Knowing is not enough, I must take action.

While at Starbucks... met a 50 year old guy who looks remarkable for his age.  I thought he was in his 40s, he credits his looks with nutrition and fitness.
I noticed he had some satote. The taste of satote has a custard taste that melt in your mouth.

Satote, Santa Monica Farmer's Market. (arizona and second) on Wednesdays 8am-1pm. Farmer Micheal.
Daveed.com
Hatha Yoga., Yoga for beginners.on Youtube.
Shifting what really matters...Prioritizing.

Sibil, Chinese Tutor
The Future Is Now
The joy and misery of this world he declared, is the result of our own karma...reminds me when I enrolled in the Landmark Forum course.  The class provided everything is all on me and that I have a tendency to put meaning to everything.  It is what it is.  Often times, I had a tendency to add emotions and over think scenarios. The what ifs were always in my mind.
I am the catalyst of my life.

Monday, December 9, 2013

Persevering until success.

Currently reading Team Secrets of Navy Seals, I have been setting off this book to a side for the longest time.  I have no one else to blame but myself. As I was reading, I came across how these men who were training to become Navy Seals finally completed the task of carrying a log over their shoulders with 12 attempts. 

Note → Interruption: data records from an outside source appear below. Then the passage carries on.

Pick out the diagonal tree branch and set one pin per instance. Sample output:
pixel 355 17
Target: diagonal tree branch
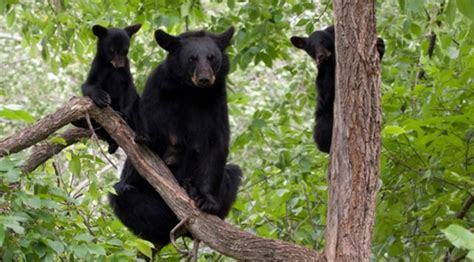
pixel 216 233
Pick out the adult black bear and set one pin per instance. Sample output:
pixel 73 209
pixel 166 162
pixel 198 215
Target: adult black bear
pixel 320 46
pixel 110 82
pixel 184 108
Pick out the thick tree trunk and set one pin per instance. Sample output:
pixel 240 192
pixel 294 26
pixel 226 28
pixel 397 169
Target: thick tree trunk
pixel 355 152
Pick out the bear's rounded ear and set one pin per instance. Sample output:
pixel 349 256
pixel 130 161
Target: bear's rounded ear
pixel 223 40
pixel 131 30
pixel 299 42
pixel 166 41
pixel 99 30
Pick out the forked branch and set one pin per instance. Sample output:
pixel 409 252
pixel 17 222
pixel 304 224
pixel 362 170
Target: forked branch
pixel 216 233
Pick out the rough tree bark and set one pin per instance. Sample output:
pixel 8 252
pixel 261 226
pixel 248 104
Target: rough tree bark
pixel 355 152
pixel 217 234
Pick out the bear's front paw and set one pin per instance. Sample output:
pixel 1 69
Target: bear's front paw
pixel 101 98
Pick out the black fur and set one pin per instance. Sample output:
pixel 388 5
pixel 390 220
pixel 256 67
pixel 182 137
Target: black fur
pixel 184 107
pixel 320 45
pixel 110 82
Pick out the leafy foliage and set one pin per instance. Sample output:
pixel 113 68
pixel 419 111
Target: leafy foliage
pixel 59 211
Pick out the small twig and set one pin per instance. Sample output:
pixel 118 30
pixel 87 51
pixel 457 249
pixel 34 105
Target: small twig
pixel 173 235
pixel 95 138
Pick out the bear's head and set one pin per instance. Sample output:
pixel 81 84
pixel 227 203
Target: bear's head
pixel 113 43
pixel 319 45
pixel 197 58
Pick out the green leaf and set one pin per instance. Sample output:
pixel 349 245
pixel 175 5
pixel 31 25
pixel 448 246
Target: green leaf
pixel 144 247
pixel 33 202
pixel 75 165
pixel 84 237
pixel 96 249
pixel 470 255
pixel 231 4
pixel 459 236
pixel 16 114
pixel 466 7
pixel 81 251
pixel 451 11
pixel 393 130
pixel 56 246
pixel 11 17
pixel 2 235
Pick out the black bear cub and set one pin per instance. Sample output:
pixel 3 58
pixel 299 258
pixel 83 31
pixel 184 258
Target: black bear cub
pixel 320 46
pixel 110 82
pixel 184 108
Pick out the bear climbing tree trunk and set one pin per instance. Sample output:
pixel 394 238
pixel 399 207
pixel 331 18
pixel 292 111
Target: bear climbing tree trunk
pixel 355 152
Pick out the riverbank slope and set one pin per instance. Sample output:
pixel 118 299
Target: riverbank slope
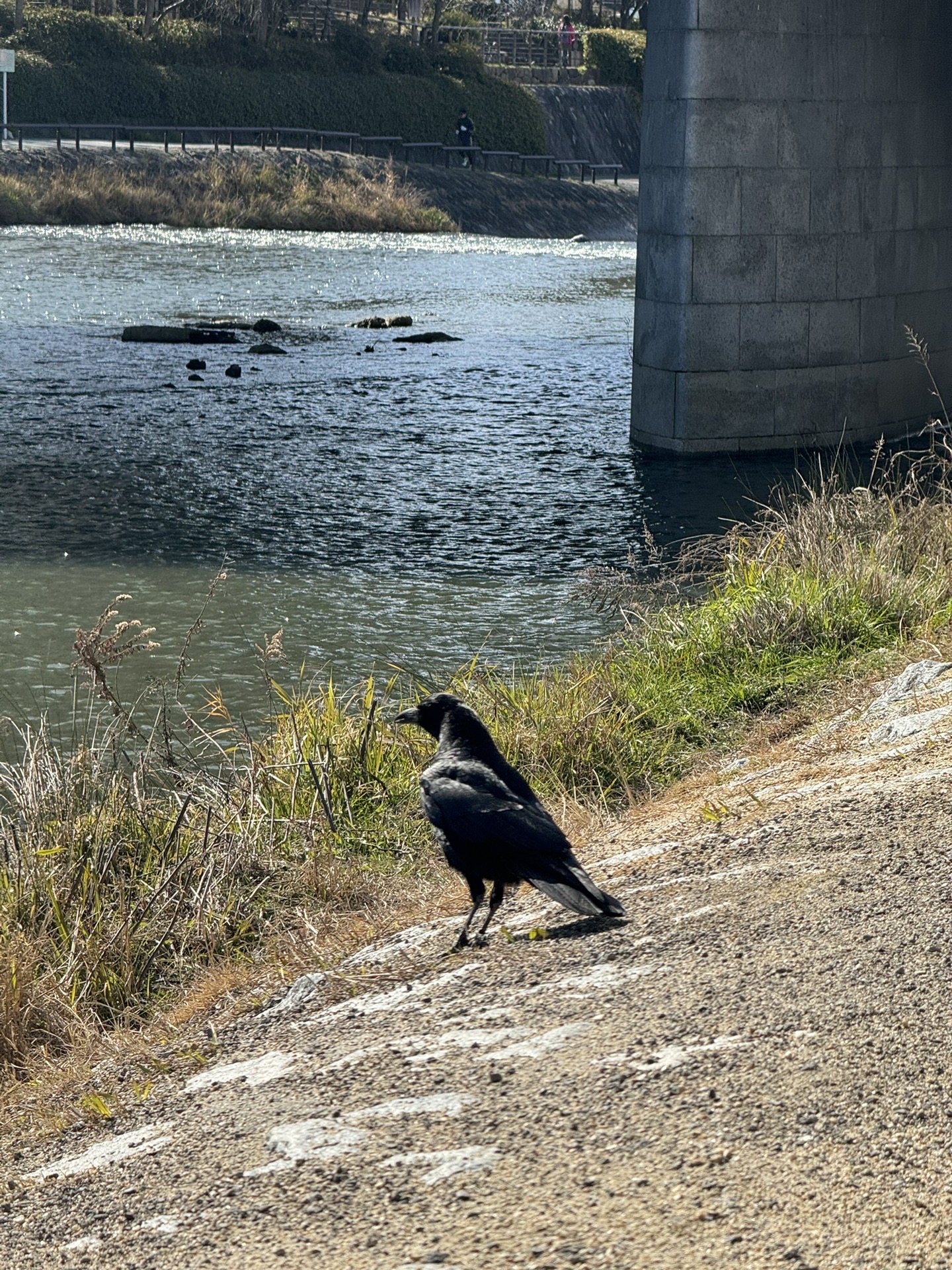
pixel 317 190
pixel 749 1071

Lately, I have been feeling down about myself. Over eating and lack of motivation to work on myself (physically, spiritually, professionally, and financially) consumed me.  At that moment, I felt alone. I can tell you  now that what I experienced was all in my head.  I have to thank my sister for addressing that I haven't been working on myself.

The NAVY SEALS had physical and mental limitations had they not be in sync with each other. At this moment, I am trying to find a way to work together with my mom and perhaps find a solution to help my sister out.

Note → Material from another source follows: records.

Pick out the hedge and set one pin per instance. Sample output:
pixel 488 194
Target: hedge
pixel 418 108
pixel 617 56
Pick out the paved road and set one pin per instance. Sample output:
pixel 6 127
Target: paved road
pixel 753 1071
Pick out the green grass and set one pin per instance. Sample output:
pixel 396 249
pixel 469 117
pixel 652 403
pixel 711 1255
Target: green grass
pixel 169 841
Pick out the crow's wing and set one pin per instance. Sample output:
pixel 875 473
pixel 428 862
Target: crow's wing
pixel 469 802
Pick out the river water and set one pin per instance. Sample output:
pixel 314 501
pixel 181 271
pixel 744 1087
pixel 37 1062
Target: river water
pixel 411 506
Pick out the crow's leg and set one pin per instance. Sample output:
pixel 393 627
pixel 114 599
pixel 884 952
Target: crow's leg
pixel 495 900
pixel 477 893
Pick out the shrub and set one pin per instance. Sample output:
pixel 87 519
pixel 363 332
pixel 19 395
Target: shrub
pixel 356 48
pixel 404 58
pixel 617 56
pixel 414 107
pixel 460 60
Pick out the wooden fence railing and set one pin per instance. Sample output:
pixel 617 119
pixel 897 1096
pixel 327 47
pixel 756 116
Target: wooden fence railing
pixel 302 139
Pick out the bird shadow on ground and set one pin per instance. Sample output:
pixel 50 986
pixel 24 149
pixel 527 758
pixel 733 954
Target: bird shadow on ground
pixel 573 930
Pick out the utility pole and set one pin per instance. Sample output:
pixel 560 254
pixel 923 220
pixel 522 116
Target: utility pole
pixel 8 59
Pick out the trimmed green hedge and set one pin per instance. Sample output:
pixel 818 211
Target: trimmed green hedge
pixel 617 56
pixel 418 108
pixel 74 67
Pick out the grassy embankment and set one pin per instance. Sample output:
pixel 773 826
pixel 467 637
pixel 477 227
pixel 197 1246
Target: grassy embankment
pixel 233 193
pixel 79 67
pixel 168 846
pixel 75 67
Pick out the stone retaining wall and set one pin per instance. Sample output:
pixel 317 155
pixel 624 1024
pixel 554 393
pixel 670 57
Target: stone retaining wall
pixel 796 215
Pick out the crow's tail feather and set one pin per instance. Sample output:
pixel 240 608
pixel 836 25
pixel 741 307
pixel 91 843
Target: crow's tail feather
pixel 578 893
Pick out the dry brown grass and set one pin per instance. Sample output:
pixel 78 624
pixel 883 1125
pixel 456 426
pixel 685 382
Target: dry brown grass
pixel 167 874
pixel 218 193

While on the phone with David, David noted that family will always be there especially through the good, bad, and ugly.  It was difficult trying to converse with mom, not just because of language barriers but I always feel judged and criticized.  Again, I have been living in my head.

I am looking forward to the next stage of my life.  Yes, I know there will be some obstacles, I  have to have a game plan and keep trying until I reach the desired goal I want.  Of course, once I reach the goal, then I should set new goals.  

Monday, September 23, 2013

Today

Today is a day of reflection. After hanging out with Sandy and Terry today at the fair, they reminded me that...
I needed to be non reactive, walking at the same pace as the girl, asking open ended questions, try to find the subtleness (what they are into and whether or not they are interested in you.), being vague and mysterious, don't necessary ask for a girl's number unless its subtle. Be aloof. Try to be everybody's friend...don't pressure for anything else.